Hasil dari retribusi daerah pada PAD DIY memang terbilang paling kecil. Tapi jika berbicara
mengenai partisipasi publik dalam bentuk pembayaran jasa (co-financing), maka DIY
termasuk kedalam daerah yang masyarakatnya memiliki tingkat partisipasi tinggi dalam hal
pembayaran jasa. Hal ini memang dipengaruhi kepercayaan masyarakat terhadap pemerintah
dan keadaan perekonomian DIY yang mengalami pertumbuhan tiap tahunnya. Pertumbuhan
ekonomi ini terutama ditopang oleh sektor wisatanya. Hal ini memperlihatkan bahwa daerah
ini mapan secara anggaran. Artinya, desentralisasi fiskal pun berhasil. Bahkan terlihat bahwa
presentase mengalami kenaikan walaupun terjadi fluktuasi.

3. Peningkatan PAD

Tahun Anggaran PAD (Rp)


2014 404.272.607.099
2015 1.453.213.230.863
2016 1.827.196.828.389

Terlihat bahwa PAD tiga tahun terakhir pada APBD DIY mengalami peningkatan
setiap tahunnya. Hal ini dikarenakan pergerakan mengalami perkembangan atau ekonomi DIY
mengalami pertumbuhan. Hal ini tidak terlepas dari pembangunan-pembangunan dan
pengoptimalisasian potensi daerah yang dilakukan oleh daerah DIY. Arah kebijakan
pemerintahnya lebih mendukung pada sektor pariwisata. Karena memang DIY merupakan
daerah yang strategis untuk daerah pariwisata. Selain itu, secara SDM pun mereka sanggup dan
mau untuk mengembangkannya. Bahkan dalam salah satu penelitian pemerintah dan
masyarakat salin bekerjasama untuk membangun pariwisata DIY.

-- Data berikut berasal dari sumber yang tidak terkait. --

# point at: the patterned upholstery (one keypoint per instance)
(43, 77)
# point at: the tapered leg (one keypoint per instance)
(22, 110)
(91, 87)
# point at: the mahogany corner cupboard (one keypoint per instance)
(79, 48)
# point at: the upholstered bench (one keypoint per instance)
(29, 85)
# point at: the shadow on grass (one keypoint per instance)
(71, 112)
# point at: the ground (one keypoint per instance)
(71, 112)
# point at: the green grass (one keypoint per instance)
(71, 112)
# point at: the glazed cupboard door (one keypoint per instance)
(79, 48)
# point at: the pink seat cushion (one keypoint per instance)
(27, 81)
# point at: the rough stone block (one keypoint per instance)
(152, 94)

Daerah lstimewa Yogyakarta merupakan KOTA WISATA kedua setelah Pulau Bali.
Daerah Wisata Yogyakarta memiliki potensi pariwisata yang cukup besar sehingga diharapkan
mampu menjadi salah satu kekuatan untuk meningkatkan pendapatan daerah. Kepariwisataan
Daerah lstimewa Yogyakarta mempunyai ciri khas tersendiri yang secara ekonomi mempunyai
efek ganda yang luas dan secara sosial dapat meningkatkan kegiatan masyarakat serta memiliki
kemampuan untuk melestarikan alam dan lingkungan. Daerah wisata Yogyakarta merupakan
salah satu kawasan daerah tujuan wisata yang sangat menarik dan setiap saat penuh dengan
para pengunjung, serta mempengaruhi Pendapatan Asli Daerah untuk dapat digunakan sebagai
dana untuk pembangunan akan tempat wisata yang ada di Daerah lstimewa Yogyakarta. Itulah
sebabnya mengapa PAD DIY terbilang cukup besar terutama pada pajak daerah dan retribusi
daerah. Hasil analisis tersebut membuktikan bahwa DIY memang sudah mumpuni untuk
otonomi daerah dari segi desentralisasi fiskalnya.